Principes mortels
La mort n'a jamais dit son dernier mot.
Été 1979. Franck Servin, 18 ans, fuit le naufrage du foyer familial pour réviser son bac. Il trouve refuge chez son oncle et sa tante, dans une ferme isolée de la Creuse où, quatre ans plus tôt, son cousin Paul, presque son sosie, a trouvé la mort sur une route qu'il connaissait depuis l'enfance. Cette tragédie ronge insidieusement le coeur de ses proches, attendant son heure pour frapper de nouveau. En cet été 2011, elle semble avoir sonné. Franck sait qu'il va mourir. Il a quelques heures, quelques jours peut-être, pour laver sa mémoire et raconter ce qui s'est réellement passé, l'été de ses 18 ans.
Extrait
Extrait du prologue
Ferme de la Renardière, Armilliers-sur-Taurion
13 juillet 2011,14 heures
J'ai longtemps cru que je ne pourrais jamais raconter ce qui s'est réellement passé cette année-là, durant l'été 1979. Mais, aujourd'hui, je réalise qu'il est grand temps de le faire, peut-être simplement histoire de laver définitivement ma mémoire de ce qui la souille avant de mourir. Car, je le sais, aussi certainement que la nuit succède à la lumière, je vais mourir. Quelques jours encore, quelques heures...

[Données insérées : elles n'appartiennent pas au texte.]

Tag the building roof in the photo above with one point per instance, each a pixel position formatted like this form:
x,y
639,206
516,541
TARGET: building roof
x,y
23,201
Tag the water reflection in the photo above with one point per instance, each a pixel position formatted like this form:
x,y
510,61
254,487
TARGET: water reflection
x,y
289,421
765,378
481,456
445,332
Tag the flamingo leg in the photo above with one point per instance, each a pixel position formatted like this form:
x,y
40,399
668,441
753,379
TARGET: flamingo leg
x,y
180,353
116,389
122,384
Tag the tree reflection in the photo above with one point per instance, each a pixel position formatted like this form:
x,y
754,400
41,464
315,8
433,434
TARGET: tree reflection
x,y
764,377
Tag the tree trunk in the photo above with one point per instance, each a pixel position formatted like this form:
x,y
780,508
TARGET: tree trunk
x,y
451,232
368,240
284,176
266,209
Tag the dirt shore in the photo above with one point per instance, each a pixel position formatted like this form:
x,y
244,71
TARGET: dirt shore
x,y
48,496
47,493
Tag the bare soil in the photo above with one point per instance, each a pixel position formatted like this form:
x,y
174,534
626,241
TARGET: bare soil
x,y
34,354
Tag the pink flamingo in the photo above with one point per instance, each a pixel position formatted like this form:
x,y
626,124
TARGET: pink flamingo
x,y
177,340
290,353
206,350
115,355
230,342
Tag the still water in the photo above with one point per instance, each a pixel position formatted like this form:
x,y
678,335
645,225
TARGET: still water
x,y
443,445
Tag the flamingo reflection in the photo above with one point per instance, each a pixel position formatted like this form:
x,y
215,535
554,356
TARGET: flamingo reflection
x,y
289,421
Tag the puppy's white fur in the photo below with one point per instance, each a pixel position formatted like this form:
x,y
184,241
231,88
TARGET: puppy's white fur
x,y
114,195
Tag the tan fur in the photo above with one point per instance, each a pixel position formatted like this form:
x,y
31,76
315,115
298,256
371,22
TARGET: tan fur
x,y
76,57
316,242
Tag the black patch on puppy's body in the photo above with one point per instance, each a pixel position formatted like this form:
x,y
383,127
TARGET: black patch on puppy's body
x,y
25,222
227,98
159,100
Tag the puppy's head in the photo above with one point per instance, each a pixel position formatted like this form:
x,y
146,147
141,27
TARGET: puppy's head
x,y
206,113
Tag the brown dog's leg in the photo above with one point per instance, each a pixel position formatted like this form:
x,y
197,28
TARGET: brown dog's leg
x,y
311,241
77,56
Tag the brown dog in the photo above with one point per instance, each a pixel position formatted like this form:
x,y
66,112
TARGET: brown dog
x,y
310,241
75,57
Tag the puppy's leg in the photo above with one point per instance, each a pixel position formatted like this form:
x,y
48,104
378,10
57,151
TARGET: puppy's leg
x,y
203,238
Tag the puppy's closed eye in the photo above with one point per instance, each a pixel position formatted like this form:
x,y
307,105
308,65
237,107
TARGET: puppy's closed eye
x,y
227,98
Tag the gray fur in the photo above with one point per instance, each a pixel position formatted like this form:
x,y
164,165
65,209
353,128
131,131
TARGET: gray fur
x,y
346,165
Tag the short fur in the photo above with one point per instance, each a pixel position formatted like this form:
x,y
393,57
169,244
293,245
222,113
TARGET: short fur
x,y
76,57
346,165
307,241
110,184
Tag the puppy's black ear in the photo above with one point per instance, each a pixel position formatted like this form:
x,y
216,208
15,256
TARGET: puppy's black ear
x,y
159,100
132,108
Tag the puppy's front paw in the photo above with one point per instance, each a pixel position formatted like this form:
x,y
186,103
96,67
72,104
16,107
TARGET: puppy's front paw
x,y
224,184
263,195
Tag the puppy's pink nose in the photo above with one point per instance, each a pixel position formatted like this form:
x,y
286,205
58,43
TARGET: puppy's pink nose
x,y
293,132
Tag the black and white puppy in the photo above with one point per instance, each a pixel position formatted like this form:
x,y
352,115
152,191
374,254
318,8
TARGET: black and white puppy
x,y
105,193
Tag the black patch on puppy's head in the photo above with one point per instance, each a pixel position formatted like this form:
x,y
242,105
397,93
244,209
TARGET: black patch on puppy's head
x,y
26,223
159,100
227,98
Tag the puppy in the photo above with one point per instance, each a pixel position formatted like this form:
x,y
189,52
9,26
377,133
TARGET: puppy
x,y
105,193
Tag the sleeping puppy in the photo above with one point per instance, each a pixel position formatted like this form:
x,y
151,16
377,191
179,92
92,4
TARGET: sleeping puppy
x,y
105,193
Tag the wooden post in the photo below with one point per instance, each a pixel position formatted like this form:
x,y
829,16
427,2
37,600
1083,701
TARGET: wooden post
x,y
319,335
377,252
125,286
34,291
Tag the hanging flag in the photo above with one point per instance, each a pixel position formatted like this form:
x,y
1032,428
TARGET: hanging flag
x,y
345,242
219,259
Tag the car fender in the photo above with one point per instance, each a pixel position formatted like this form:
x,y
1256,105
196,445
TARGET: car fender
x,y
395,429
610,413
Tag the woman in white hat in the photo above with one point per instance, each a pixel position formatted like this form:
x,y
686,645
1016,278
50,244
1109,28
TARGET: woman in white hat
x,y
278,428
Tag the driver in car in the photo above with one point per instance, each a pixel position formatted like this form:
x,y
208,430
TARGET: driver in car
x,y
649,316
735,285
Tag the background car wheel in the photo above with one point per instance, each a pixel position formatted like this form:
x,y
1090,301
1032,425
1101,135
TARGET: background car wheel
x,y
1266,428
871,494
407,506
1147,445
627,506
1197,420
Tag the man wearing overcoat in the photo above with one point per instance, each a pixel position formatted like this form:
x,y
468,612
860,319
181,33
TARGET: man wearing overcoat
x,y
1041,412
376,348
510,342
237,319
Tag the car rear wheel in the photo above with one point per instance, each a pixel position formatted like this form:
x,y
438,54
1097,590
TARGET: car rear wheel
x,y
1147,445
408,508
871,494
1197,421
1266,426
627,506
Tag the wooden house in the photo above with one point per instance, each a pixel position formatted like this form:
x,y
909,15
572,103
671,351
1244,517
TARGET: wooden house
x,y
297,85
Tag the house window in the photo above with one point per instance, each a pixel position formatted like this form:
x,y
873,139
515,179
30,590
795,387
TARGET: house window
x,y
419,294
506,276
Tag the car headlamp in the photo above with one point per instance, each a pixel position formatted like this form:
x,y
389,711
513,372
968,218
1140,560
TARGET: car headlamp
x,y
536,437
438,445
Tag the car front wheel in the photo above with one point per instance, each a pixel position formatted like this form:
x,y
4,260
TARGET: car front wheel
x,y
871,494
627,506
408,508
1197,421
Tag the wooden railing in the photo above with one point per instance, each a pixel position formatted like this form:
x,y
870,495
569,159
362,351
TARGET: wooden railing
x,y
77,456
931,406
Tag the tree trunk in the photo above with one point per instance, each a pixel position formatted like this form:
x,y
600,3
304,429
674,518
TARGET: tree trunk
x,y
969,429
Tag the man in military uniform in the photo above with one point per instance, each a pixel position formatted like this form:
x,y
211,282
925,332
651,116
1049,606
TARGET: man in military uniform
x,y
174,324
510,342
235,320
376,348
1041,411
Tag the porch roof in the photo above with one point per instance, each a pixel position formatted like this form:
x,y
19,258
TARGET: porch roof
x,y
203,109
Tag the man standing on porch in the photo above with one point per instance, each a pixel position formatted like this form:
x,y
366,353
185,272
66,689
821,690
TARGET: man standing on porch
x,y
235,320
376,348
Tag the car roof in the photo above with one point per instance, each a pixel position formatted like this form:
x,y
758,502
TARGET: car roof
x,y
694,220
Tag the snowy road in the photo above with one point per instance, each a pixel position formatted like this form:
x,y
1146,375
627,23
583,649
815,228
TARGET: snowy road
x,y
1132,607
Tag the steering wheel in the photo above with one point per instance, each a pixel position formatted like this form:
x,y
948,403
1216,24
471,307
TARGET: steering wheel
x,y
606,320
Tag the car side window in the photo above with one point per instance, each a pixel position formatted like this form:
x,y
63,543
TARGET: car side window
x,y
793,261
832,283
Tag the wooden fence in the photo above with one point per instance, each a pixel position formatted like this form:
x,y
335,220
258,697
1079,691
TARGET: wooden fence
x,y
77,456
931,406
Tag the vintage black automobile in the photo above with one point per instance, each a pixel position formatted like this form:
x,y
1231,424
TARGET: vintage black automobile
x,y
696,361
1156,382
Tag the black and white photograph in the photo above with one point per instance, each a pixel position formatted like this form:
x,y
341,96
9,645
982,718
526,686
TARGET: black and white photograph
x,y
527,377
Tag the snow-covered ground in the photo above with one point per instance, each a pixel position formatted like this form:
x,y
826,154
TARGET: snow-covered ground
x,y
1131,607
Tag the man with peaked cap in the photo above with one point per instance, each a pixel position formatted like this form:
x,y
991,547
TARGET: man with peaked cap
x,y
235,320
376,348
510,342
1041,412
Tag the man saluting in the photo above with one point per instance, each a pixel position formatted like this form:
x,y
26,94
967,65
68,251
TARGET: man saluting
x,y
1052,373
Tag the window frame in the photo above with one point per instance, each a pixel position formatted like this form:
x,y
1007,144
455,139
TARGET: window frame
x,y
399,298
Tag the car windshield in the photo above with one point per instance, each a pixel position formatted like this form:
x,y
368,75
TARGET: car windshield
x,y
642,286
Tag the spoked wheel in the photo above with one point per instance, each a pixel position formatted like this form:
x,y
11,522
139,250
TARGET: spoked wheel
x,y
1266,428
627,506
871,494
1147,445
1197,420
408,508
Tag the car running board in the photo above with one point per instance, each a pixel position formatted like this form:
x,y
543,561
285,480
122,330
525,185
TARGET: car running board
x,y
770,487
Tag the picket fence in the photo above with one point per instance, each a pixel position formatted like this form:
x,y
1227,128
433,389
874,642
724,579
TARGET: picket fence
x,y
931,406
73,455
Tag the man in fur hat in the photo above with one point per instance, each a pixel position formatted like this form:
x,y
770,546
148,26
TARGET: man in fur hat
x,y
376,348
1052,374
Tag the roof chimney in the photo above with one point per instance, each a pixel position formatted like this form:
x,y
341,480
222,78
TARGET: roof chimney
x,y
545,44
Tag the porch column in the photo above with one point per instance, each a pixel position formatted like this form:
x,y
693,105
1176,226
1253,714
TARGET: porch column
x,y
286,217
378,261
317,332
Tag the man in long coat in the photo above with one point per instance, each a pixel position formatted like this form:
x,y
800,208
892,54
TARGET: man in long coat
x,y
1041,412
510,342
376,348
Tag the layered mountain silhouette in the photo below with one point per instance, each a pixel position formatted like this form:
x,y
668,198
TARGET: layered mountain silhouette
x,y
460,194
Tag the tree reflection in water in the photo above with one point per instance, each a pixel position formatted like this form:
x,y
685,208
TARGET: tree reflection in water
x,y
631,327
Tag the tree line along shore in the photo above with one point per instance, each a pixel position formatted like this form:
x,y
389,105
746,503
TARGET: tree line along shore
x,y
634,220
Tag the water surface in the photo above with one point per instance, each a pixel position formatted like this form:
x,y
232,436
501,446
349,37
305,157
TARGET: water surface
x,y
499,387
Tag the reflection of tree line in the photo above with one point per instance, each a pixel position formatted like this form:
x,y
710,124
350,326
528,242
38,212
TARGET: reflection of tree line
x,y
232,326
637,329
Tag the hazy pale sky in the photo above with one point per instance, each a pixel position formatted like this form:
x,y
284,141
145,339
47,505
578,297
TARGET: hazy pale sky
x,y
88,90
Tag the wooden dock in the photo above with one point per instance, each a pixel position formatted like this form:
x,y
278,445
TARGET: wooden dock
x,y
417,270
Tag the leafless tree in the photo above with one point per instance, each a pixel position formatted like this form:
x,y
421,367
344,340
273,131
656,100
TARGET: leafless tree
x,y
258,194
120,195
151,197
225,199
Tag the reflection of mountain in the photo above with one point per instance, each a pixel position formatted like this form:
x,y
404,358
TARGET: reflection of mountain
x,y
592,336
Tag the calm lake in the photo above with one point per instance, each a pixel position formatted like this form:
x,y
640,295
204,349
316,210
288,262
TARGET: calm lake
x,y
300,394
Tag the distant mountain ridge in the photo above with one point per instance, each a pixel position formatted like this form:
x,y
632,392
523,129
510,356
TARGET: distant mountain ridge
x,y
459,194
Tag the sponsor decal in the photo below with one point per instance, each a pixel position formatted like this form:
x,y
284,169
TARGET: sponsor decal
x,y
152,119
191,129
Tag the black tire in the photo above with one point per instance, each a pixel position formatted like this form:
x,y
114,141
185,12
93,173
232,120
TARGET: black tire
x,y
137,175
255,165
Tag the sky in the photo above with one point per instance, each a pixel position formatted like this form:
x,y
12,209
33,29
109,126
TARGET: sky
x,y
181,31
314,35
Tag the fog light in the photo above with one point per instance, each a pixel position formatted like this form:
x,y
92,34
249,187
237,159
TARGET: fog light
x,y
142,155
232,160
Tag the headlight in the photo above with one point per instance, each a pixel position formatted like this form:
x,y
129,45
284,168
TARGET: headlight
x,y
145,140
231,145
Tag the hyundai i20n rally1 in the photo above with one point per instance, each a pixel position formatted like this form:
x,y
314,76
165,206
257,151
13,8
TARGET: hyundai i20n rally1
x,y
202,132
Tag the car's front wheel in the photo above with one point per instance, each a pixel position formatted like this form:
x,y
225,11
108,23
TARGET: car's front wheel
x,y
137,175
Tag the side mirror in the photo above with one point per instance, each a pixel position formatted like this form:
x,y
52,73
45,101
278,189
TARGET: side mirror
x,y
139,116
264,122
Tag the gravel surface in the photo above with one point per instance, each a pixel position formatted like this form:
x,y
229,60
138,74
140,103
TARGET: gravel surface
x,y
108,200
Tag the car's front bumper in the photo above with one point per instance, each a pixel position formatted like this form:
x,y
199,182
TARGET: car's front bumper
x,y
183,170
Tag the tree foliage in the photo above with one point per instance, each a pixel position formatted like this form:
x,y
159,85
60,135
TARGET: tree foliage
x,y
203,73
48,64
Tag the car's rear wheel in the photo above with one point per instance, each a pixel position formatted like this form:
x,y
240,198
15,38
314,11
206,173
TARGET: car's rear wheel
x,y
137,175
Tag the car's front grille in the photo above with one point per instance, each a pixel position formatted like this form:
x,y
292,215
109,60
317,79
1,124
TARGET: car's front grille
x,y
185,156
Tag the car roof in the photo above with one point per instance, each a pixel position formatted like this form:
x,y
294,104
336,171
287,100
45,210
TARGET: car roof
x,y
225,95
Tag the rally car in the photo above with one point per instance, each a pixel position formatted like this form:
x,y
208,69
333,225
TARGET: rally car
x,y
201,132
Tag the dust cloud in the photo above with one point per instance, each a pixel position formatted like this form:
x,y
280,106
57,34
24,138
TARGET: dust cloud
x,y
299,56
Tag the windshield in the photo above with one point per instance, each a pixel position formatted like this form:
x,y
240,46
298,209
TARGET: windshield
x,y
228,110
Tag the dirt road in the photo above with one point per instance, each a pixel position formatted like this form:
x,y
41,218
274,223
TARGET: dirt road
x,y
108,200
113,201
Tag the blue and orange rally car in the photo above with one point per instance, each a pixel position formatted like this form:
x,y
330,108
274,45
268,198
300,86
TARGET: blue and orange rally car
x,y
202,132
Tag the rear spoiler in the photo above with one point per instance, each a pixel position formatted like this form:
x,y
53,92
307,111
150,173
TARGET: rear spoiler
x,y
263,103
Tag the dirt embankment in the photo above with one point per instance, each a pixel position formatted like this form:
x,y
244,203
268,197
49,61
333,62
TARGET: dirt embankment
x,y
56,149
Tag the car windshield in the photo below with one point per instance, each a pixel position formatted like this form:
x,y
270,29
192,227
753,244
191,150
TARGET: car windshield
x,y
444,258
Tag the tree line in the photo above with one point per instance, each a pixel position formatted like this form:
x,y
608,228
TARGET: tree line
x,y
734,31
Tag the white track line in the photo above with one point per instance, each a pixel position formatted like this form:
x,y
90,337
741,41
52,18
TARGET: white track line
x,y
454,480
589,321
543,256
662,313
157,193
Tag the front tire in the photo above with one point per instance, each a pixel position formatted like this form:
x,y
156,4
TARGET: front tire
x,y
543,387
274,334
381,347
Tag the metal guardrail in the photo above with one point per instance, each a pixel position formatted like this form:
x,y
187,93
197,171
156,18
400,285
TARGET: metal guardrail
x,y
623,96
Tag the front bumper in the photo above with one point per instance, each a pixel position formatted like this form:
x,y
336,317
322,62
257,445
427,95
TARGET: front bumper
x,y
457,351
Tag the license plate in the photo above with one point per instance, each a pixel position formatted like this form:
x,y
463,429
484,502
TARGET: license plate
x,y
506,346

La décision m'appartient, à présent. J'ai dépassé le temps de l'apitoiement sur moi-même, le temps des remords et de la culpabilité, le temps de la colère. Aujourd'hui est venu celui du renoncement, ou plutôt celui de l'acceptation, ce qui revient en fait à peu près au même...
J'ai choisi d'écrire l'histoire de ces événements tragiques afin qu'il en reste une trace après ma mort. Pour que quelqu'un puisse comprendre ce qui me ronge depuis bientôt trente ans. Pour que toute cette merde ne disparaisse pas totalement dans l'oubli. Pour que tous les miens ne soient pas morts pour rien.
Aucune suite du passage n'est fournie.